I did my first programmed smoke today on some jerky.  Since it was jerky, EVERYTHING was automatic.
All I did was look over my smokers shoulder to make sure everything functioned OK.

With the ramp/soak and program, I started at 120 deg. for 30minutes, then upto 140 over 60 minutes, all drying time.  The alarm relay wired through the hot puck advance motor wire turned on as soon as it hit 140 degrees and the motor cycled a puck onto the hot plate (I hit the button twice to load 2 pucks before running the program).  After 2 hours of smoke, and the PID increasing the temp to 160 over the same 2 hours, the puck advance motor was shut off with a bubba puck left on the hot plate.  The temp was then held at 160 degrees until I shut the whole works down after the jerky looked done.  I never touched the original slider control or adjusted the PID in anyway.   Since I put the thicker jerky on the bottom, I didn't even have to rotate the racks.  I say it was all automatic because I don't have to change the water with the low jerky cook times, I'm working on an automatic water filler.   :)

My high tech damper closer was a baby food jar filled with a few nuts and bolts (food grade of course).  I tied a string to it and set it down into the puck tower ontop of the last puck.  I tied the other end on the handle of the damper with no slack.  As soon as the first puck was advanced, the jar dropped 1 puck thickness and was enough to close the damper to half way, the next advance closed it against my probe wires going into the smoker thru the vent.  The baby food jar was dangling and the vent was a little more than half way closed, right where I usually have it.  Sorry Arc-N-sparks, I am clueless about the stepper motor and driver so I had to use something at my disposal. 
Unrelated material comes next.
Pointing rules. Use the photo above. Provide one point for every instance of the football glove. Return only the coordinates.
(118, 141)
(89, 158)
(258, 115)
Anyhow, the project worked and thanks to this site and all the posts from the "know how" people I was able to get up the courage to give it a go.

Thanks again!
Patience



A well used minimum suffices for everything -- Phileas Fogg

Arcs_n_Sparks

Patience,

Outstanding story. The baby food jar sounds pretty clever (although it may invoke Rube Goldberg comparisons), and I suspect gravity always works where you are.

I'm still waiting to repair my driver board......   :(

Arcs_n_Sparks

iceman

Now that's using some imagination!!! :D ;D ;) Way cool Patience!!!